The soldier is looking at him; Sánchez Mazas is looking at the soldier, but his weak eyes don't understand what they see: beneath the sodden hair and wide forehead and eyebrows covered in raindrops the soldier's look doesn't express compassion or hatred, or even disdain, but a kind of secret or unfathomable joy, something verging on cruelty, something that resists reason, but nor is it instinct, something that remains there with the same blind stubbornness with which blood persists in its course and the earth in its immovable orbit and all beings in their obstinate condition of being, something that eludes words the way the water in the stream eludes stone, because words are only made for saying to each other, for saying the sayable, when the sayable is everything except what rules us or makes us live or matters or what we are or what this anonymous defeated soldier is, who now looks at this man whose body almost blends in with the earth and the brown water in the ditch, and who calls out loudly without taking his eyes off him:

'There's nobody over here!'

Then he turns and walks away.

For nine days and nights of the brutal winter of 1939 Rafael Sánchez Mazas wandered through the region of Banyoles trying to cross the lines of the Republican army in retreat and pass over into the Nationalist zone.
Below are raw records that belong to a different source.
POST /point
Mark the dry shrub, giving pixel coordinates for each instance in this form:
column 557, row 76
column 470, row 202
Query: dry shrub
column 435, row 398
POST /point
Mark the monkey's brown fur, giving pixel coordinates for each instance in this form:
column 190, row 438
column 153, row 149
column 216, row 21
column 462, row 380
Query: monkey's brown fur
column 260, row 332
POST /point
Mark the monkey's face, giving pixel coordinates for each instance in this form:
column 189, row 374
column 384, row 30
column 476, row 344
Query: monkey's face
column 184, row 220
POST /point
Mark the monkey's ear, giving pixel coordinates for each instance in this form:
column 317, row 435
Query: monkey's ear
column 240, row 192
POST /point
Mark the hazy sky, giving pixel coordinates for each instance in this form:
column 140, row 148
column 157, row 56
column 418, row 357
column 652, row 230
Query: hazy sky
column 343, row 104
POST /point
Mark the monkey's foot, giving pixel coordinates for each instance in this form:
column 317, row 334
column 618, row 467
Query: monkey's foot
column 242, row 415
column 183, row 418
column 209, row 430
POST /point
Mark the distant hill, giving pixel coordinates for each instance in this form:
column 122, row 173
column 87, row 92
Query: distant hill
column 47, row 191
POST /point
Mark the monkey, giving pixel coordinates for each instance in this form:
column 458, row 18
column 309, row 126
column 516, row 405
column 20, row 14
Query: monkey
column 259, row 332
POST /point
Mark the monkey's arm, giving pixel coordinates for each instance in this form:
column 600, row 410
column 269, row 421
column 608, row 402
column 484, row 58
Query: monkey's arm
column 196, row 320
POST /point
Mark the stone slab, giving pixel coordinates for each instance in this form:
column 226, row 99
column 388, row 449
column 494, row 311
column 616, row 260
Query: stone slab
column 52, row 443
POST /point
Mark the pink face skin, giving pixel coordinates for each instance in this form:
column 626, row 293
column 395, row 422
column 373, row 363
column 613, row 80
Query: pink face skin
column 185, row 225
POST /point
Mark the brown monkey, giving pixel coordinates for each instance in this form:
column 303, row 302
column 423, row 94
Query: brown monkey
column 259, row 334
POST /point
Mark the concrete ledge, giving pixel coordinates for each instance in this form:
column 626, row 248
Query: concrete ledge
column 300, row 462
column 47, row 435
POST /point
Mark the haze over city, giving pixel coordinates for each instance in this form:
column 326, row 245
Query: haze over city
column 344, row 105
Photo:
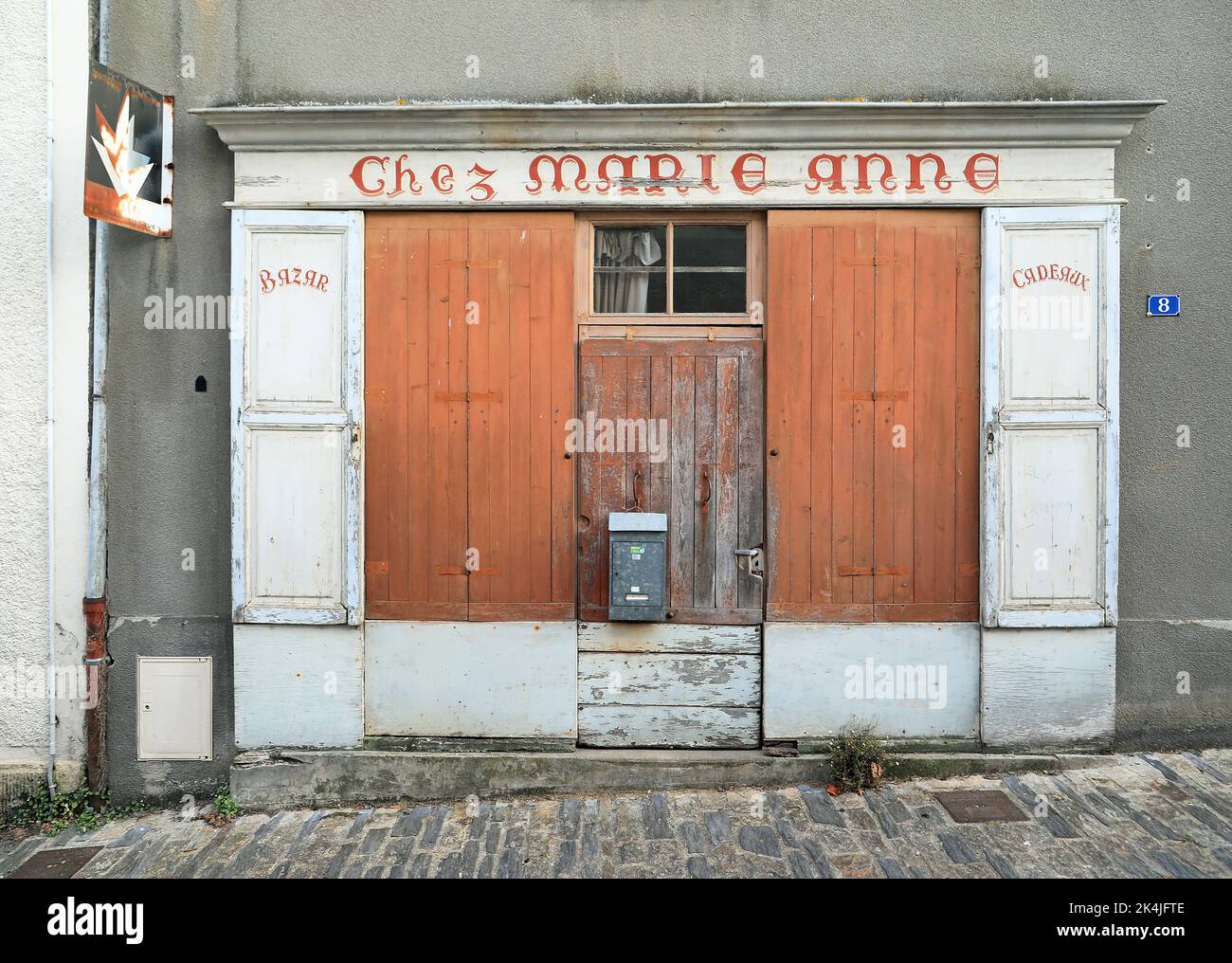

Many times he thought he wasn't going to make it; alone, no other resources than his will to survive, unable to get his bearings in unfamiliar territory of wild, dense woods, weakened to the point of exhaustion from walking, by the cold, hunger and three uninterrupted years of captivity, many times he had to stop to gather his strength in order not to let himself just give up. The first three days were terrible. He slept during the day and walked at night, avoiding the exposure of the roads and villages, begging for food and shelter at farms, and though he prudently dared not reveal his true identity at any of them, but rather introduced himself as a lost Republican soldier, and though almost everyone he asked gave him something to eat, let him rest awhile and gave him directions without asking questions, fear kept anyone from offering him protection. At dawn on the fourth day, after more than three hours wandering through dark forests, Sánchez Mazas made out a farm in the distance. Less by rational decision than out of utter fatigue, he collapsed onto a bed of pine needles and remained there, his eyes closed, barely sensing the sound of his own breathing and the smell of the dew-soaked earth. He had eaten nothing since the morning before, he was exhausted and felt ill, because not a single muscle in his body didn't ache. Until then the miracle of having survived the firing squad and the hope of encountering the Nationalists had given him a perseverance and a fortitude he'd thought lost; now he realized that his energy was running out and that, unless another miracle occurred or someone helped him, his adventure would very soon be at an end. After a while, when he felt a little restored and the sun shining through the foliage had instilled in him a scrap of optimism, he gathered all his strength, stood up and started walking towards the farm.